方法一:贪心 + 最小堆
给定 $k$ 个列表,需要找到最小区间,使得每个列表都至少有一个数在该区间中。该问题可以转化为,从 $k$ 个列表中各取一个数,使得这 $k$ 个数中的最大值与最小值的差最小。
假设这 $k$ 个数中的最小值是第 $i$ 个列表中的 $x$,对于任意 $j \ne i$,设第 $j$ 个列表中被选为 $k$ 个数之一的数是 $y$,则为了找到最小区间,$y$ 应该取第 $j$ 个列表中大于等于 $x$ 的最小的数,这是一个贪心的策略。

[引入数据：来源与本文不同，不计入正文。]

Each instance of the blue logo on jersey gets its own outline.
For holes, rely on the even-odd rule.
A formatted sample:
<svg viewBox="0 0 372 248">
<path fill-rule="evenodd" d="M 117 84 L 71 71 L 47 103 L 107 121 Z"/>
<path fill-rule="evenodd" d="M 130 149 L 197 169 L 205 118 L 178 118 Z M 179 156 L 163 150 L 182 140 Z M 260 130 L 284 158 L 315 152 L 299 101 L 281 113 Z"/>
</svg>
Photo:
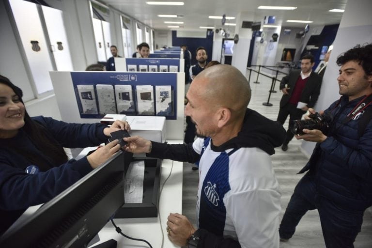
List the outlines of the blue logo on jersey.
<svg viewBox="0 0 372 248">
<path fill-rule="evenodd" d="M 212 183 L 210 182 L 207 183 L 207 186 L 204 188 L 204 193 L 205 194 L 205 196 L 209 200 L 209 202 L 212 202 L 212 204 L 215 206 L 217 206 L 218 205 L 218 201 L 219 201 L 219 197 L 218 194 L 216 191 L 216 184 L 214 185 L 212 185 Z"/>
</svg>

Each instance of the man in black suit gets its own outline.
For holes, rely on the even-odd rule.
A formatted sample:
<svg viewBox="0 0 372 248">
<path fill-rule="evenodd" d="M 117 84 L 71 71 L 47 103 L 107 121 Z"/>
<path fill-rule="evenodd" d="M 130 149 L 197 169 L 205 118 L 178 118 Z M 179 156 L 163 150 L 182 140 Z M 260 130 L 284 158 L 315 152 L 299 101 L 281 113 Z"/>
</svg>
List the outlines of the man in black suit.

贪心策略的正确性简单证明如下:假设 $z$ 也是第 $j$ 个列表中的数,且 $z>y$,则有 $z-x>y-x$,同时包含 $x$ 和 $z$ 的区间一定不会小于同时包含 $x$ 和 $y$ 的区间。因此,其余 $k-1$ 个列表中应该取大于等于 $x$ 的最小的数。
由于 $k$ 个列表都是升序排列的,因此对每个列表维护一个指针,通过指针得到列表中的元素,指针右移之后指向的元素一定大于或等于之前的元素。
使用最小堆维护 $k$ 个指针指向的元素中的最小值,同时维护堆中元素的最大值。初始时,$k$ 个指针都指向下标 $0$,最大元素即为所有列表的下标 $0$ 位置的元素中的最大值。每次从堆中取出最小值,根据最大值和最小值计算当前区间,如果当前区间小于最小区间则用当前区间更新最小区间,然后将对应列表的指针右移,将新元素加入堆中,并更新堆中元素的最大值。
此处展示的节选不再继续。